L’OURS ET LA POUPÉE
Par accident de voiture, Gaspard rencontre Felicia. Il est père célibataire, elle est célèbre, et seule. Elle entreprend de le séduire et ne recule devant rien, pas même devant l’hermétisme de Gaspard…
Connaissez-vous la fable de l’Ours et de la Poupée ?
Un Ours violoncelliste, répondant au nom de Jean-Pierre Cassel, croise sur son chemin un modèle classique de Barbie faussement blonde, produite à la télévision par le biais d’une émission quelconque. La Poupée, rose et blanche, Brigitte Bardot grimée en Brigitte Bardot, jette son dévolu sur cet Ours solitaire qui habite avec ses enfants espiègles dans une maison en forme de tour de guet. Feignant tout un tas de choses, la dangereuse Poupée semble assez vite se révéler comme étant nymphomane, puisqu’il n’existe pour elle d’autre équivalent au descriptif de Don Juan pour l’homme. C’est une poursuite inversée de la séduction, comme une parodie du fameux schéma haine/amour relativement répandu dans l’histoire du cinéma. Culture du viol ? Ne changeons pas de sujet.

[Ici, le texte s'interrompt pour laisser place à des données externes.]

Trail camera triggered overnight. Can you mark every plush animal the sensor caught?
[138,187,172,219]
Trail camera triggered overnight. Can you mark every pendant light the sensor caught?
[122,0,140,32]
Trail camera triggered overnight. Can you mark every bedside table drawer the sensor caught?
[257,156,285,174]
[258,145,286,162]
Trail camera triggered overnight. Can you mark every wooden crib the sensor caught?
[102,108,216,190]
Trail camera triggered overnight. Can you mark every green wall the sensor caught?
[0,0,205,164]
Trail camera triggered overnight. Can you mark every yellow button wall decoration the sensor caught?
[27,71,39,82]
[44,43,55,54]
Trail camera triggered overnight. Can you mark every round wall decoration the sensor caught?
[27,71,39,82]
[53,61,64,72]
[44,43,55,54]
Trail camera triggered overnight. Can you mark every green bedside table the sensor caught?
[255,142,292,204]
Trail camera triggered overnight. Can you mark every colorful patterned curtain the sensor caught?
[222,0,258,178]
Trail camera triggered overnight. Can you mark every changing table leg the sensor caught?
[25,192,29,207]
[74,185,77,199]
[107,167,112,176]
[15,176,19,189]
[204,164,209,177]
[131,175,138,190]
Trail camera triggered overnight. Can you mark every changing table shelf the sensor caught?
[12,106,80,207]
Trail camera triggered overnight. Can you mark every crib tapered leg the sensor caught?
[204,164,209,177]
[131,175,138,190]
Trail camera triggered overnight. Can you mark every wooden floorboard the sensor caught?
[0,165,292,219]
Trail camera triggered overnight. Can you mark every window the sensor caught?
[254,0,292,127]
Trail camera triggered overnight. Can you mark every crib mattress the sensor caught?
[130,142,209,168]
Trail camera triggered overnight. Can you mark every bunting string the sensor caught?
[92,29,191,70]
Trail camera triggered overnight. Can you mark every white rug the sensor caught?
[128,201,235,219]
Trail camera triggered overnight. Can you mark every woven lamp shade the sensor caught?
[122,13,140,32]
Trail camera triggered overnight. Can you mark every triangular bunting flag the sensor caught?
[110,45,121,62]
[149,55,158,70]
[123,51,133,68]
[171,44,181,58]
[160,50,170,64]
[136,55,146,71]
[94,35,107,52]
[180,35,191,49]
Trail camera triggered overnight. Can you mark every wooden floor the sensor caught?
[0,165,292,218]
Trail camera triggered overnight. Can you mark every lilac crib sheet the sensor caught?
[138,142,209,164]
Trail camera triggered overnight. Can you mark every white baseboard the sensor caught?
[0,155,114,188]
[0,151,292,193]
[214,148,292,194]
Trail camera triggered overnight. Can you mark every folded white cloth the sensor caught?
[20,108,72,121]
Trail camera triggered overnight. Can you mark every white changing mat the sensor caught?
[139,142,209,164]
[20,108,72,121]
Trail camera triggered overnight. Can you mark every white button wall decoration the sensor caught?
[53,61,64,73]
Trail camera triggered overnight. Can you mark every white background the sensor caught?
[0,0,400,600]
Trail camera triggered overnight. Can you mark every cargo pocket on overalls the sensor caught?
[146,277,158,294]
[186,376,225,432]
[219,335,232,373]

L’Ours, Jean-Pierre Cassel, coupant du bois dans son jardin, observe du coin de l’œil la Cigale, pardon, la Poupée, qui alors ne songe plus du tout à travailler pour se consacrer toute entière à sa mission de conquête sentimentale, faisant porter au harcèlement le masque délicat de la séduction. Il est néanmoins réjouissant de voir que, pour une fois, ce n’est pas la Poupée qui est chassée mais l’Ours.
Michel Deville joue évidemment de cet enfermement de Bardot dans cette galerie de rôles identiques d’Eve tentatrice. La Poupée demeure fatale, mais ici elle mène le jeu. Humiliée qu’elle est, comme elle le hurle, par l’insensibilité de l’Ours qui lui demande, de l’air le plus naturel du monde, si toute sa personnalité tient dans quelques boîtes de maquillage, c’est comme si elle se retrouvait nez à museau avec tous les ours croisés auparavant dans d’autres rôles, derrière d’autres masques. “Je choisis mes films, dit un jour Bardot, par coup de cœur ou coup de tête”, avouant très honnêtement, comme à son habitude, s’être trompée d’organe plus d’une fois.
Parfois ours dans le film, la Poupée redevient, sous la plume de Deville, un être sauvage et indépendant. Qui est l’Ours, qui est la Poupée ? Cette fable sensible et d’apparence légère d’un réalisateur animé par la fantaisie présente dans les rapports humains est saupoudrée d’incohérences charmantes, de mystère et d’absurde, ce qui nous mène à sa morale : au genre qui nous fut assigné vient souvent se mêler son opposé.